Kloş etekler, mini ceketler, naylon çoraplar...Küçük Hanımefendi olmuştum ve bundan da hoşlanmıyordum.
10 yıl sonra istifa ettim. o günden beri sadece ve sadece bir ya da iki kez etek giymemin sebebi budur.:)
İnsan zorla etek giyer mi?
giyer.
aslında hepsi sonraki hayatımın mecburiyetlerine hazırlık imiş, bilememişim.

bir insanı en güzel kim kandırır bilir misiniz?
Kendisi.

beni de hep ben kandırdım.
bana oynanmış bütün oyunları bana ben oynadım.

kendimi çok mutlu bir hayatım olduğuna inandırdım.

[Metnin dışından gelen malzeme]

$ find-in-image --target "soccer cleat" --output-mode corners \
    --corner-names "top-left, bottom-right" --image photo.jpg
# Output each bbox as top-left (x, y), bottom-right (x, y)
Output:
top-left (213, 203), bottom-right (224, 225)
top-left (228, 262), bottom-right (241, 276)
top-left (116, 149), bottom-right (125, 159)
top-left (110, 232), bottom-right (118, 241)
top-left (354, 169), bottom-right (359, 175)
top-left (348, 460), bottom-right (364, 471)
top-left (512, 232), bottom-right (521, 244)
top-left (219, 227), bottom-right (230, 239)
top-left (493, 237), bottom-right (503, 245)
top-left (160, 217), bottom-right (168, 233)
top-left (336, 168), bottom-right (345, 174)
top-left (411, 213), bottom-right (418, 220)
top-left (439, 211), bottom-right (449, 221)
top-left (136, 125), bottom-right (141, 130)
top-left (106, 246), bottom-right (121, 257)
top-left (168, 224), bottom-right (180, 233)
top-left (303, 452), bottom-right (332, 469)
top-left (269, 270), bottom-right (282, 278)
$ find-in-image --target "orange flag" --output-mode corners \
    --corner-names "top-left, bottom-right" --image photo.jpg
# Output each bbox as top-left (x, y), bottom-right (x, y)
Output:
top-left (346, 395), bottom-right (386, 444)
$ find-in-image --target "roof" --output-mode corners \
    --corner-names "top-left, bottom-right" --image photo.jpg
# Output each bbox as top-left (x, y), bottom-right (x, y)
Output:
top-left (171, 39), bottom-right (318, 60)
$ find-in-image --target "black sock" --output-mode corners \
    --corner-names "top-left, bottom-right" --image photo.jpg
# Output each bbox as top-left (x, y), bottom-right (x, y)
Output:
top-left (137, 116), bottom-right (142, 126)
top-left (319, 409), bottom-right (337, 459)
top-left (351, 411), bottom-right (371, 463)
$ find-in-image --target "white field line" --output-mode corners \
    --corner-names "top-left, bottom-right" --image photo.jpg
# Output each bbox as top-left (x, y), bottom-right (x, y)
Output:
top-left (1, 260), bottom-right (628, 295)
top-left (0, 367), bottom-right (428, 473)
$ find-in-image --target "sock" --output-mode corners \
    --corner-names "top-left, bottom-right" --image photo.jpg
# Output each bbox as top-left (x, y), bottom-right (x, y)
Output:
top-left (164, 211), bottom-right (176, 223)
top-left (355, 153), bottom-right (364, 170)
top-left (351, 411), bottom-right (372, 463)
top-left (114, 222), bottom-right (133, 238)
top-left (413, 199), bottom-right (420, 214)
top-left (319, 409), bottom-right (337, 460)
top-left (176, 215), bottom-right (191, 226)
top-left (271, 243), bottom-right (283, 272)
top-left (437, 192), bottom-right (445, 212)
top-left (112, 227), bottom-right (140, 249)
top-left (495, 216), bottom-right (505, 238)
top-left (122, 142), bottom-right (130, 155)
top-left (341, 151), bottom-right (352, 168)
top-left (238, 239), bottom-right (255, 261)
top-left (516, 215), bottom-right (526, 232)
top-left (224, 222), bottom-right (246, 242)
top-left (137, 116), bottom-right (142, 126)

buna öylesine inandım ki hiç farklı bir hayat olabileceğini dahi düşünmedim.

çok güldüm, çok eğlendim.
ne kadar gerçekti?

bugün baktığımda bilemediğimi görüyorum.

bu sorgulama halimi seviyorum.
bu hal yeni bende.
bu hal güzel.

neyse...

arkadaşım emekli oldu, çocukluk kasabasından ev alıp yerleşti.
çok dürüst bir kızdır o.
kendini hiç kandırmaz.
genelde hayatı olduğu gibi görür ve ben buna hep kızarım.

çünkü hayat ne ki asıl?

hayallerinle gerçekler arasında kalmış bir zaman dilimi.

ne kadar yakınsa bu ikisi...kendini o kadar başarılı ve mutlu addediyorsun.
öyle mi?
salladım belki de kimbilir.
kocaman ve gereksiz bir tesbit işte.

yani ona bakıyorum o da bu halinden ve geçmişinden mutlu değil.

büyümüşüz.
ne?
yaşlanmışız.

ama brbirimizden huzur aldık.
bir tatlı huzur.
birbriimizi zedelemedik.
canımızın istediğini pişirip sakince yedik.
azıcık yürüdük.
deniz gördük.
çay içtik.

ve yine kendi hayatlarımıza ayrıldık.
onu tanıdığım ve onu sevdiğim, o beni sevdiği için şanslıyım.

annesi var.
tonton teyzem benim.

gece yarılarına kadar çocukluk hikayelerini anlattı bana.
Boşnaklar nasıl göçtüler vatana?
gelince nereye yerlştiler, nasıl yerleştiler, nasıl tutundular?
Kurtuluş Savaşı o egenin kıyılarındaki insanları nasıl kahramanlaştırdı?

Eski Teyzelerden, Amcalardan hayat öğretisi deyimler duydum.
şu an hiç birini hatırlamıyorum. yeri geldikçe hatırlarım diye inanıyorum.

çok keyiflendim, az biraz dinlendim.

ya blog, işte böyle.

11 Temmuz 2010 Pazar

:)

çoğunluğun uykuya daldığı güzel saatler...
tek tük evlerin ışığı yanar bu saatlerde.
evlere bakıp düşünürsün.
eğer dertliysen onların da dertleri olabileceği gelir aklına.

kimbilir nelerle uğraşmaktalar?
senden haberleri yok ve senin de onlardan haberin yok.

yok neşeliysen eğer...
herkesi neşeli sanabilirsin. hatta geçmişe bakınca kendimi dünyada tek başıma sanacak kadar neşeli olduğum zamanlar da olmuştu.:)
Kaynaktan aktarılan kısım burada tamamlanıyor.